Ein Buch mit Aphorismen liest man eher so wie man Gedichte liest. Man kann es nicht wie einen Roman „weglesen“. Vorsichtig dosiert muss man es lesen, vielleicht mit Pausen dazwischen für die innere Nachwirkung. Das Praktische am Aphorismus: Er spart eine Menge Zeit, und er ist ungemein anregend.

Der Aphorismus ist mir im Laufe der Jahre richtig ans Herz gewachsen. Ich sehe ihn ihm eine eigene literarische Gattung und nicht einfach nur einen Brosamen, der vom Tisch der „großen“ Literatur abfällt, um als Kalenderspruch sein zweifelhaftes Dasein zu fristen. Für mich gilt: Je kürzer und spitzer er ist, je mehr geistige Unruhe er stiftet, je unbedingter er sich aufdrängt, je mehr er sprachlich hermacht, desto besser ist ein Aphorismus, desto seltener ist er aber auch.

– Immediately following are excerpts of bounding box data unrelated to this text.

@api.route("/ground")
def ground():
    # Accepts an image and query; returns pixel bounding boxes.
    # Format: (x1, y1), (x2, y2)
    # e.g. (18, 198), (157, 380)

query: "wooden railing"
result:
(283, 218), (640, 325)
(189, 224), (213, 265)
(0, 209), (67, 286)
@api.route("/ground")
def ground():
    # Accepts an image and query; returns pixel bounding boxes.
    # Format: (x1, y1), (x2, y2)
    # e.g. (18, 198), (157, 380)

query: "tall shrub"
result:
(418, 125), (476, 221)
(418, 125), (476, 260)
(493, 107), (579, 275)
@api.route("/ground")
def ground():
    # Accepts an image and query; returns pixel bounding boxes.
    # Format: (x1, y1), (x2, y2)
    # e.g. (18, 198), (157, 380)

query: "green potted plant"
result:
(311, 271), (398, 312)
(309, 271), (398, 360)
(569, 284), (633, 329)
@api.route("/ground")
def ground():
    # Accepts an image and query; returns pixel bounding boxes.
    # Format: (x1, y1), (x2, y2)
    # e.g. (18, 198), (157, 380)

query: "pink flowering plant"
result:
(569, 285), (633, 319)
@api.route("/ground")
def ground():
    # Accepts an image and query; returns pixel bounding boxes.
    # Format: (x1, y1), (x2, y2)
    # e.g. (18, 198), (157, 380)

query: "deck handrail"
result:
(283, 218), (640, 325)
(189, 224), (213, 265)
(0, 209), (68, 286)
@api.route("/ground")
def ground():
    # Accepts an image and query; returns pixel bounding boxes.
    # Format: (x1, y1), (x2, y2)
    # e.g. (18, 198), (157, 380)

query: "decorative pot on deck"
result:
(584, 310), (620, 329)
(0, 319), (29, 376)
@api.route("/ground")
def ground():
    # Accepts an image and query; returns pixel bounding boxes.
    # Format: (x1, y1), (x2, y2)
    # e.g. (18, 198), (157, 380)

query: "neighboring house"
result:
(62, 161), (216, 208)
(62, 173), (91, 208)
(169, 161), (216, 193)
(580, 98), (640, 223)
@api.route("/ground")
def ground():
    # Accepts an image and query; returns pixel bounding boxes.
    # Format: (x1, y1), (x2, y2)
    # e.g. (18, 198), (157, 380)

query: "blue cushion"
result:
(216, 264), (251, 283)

Ohne ihn (und ohne das Gedicht) hätte ich vermutlich schon längst mit dem Schreiben aufgehört, weil es eine ziemlich mühselige Arbeit ist, in meinem Fall noch dazu eine, die an den Verlagen dieser Welt, nein: an denen die Verlage dieser Welt meist vorbeigehen. Deshalb habe ich schon einmal ernsthaft versucht, mit dem Schreiben aufzuhören. Aber ein einziger aphoristischer Satz, der unvermutet in mir Gestalt angenommen und der mir aus welchen Gründen auch immer gefallen hat, genügte, dass ich nicht länger widerstehen konnte: Ich musste ihn einfach notieren, und schon gehörte ich wieder der schreibenden Zunft an, als wäre nichts gewesen. Ich muss wohl damit leben, dass es die Freude und nichts als die Freude ist, die mich zum Schreiben antreibt, und Aphorismen machen mir sehr viel Freude. Was interessieren mich da Verlage, die sich nicht für meine Aphorismen interessieren?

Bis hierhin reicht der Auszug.